The conservative media ghetto

Here is most of James Arlandson’s recent excellent post at American Thinker (including big excerpts from Matthew Sheffield’s recent NR post which I’ve already highlighted). As I keep saying — it’s all about OUTREACH. Here’s Arlandson:

If you are tired, as I am, of the same turbo-conservatives dominating talk radio and TV and Fox News, then Matthew Sheffield has written an important piece, first at his own website he edits and then reposted at National Review Online: “The Conservative Media Echo Chamber Is Making the Right Intellectually Deaf.”

First, Sheffield explains how Trump rose to become the nominee.

Conservative activists who dislike GOP nominee Donald Trump are constantly asking themselves how their party could elect an inexperienced bomb-thrower who constantly messes up. The relatively small influence of right-wing blogs and talk radio is part of the answer. Trump-hating hosts like Mark Levin and Glenn Beck bashed Trump daily on their programs for months.

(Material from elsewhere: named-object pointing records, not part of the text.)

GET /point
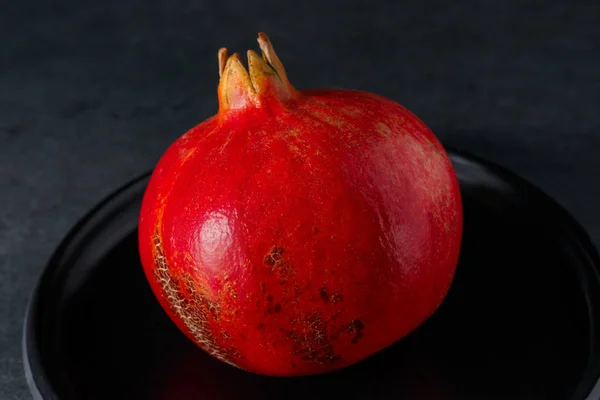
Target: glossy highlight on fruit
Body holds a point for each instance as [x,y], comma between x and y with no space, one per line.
[300,231]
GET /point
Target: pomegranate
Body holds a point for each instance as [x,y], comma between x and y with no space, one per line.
[299,232]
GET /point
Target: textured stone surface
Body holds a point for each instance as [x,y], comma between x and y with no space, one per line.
[91,93]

Their criticism had no effect, however, because the only people tuning in were those who already agreed. (It didn’t help that their denunciations were completely hypocritical and politically motivated as well.)

The rise of Trump has been explained in various ways, and all of them together seem right to me because multifaceted explanations don’t reduce complex things to a simplistic single cause.  But one thing is clear: conservatives need to leave the self-created ghetto and mix it up in the much bigger world.

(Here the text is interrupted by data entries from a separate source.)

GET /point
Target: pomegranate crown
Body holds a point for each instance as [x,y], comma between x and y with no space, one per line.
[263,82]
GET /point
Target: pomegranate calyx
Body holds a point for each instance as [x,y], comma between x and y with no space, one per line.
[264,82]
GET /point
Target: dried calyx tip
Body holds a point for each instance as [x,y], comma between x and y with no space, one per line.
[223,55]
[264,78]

How do Fox News’s and talk radio’s audience stack up to all the rest of the media?  Conservative viewership and listenership is much, much smaller:

Conservatives have significant outposts in talk radio and Fox News but their audience size is still dwarfed by the sum total of the center-left media behemoth. The Right’s bad situation is made worse by the fact that cable news as a medium is actually in decline as many of its older audience members are dying off and not being replaced because many younger people are refusing to purchase cable- and satellite-television subscriptions. Among those who do pay for TV, younger adults aren’t watching cable news.

Conservatives have been mostly talking among themselves:

Indeed, it could be argued that the Right’s success at creating overtly conservative media infrastructure has actually made it harder for conservatives to grasp their inability to reach the casual news consumer. Because the Right now has a comparatively larger media audience than before, it is difficult for many to realize that they have been primarily talking amongst themselves as this analysis clearly shows.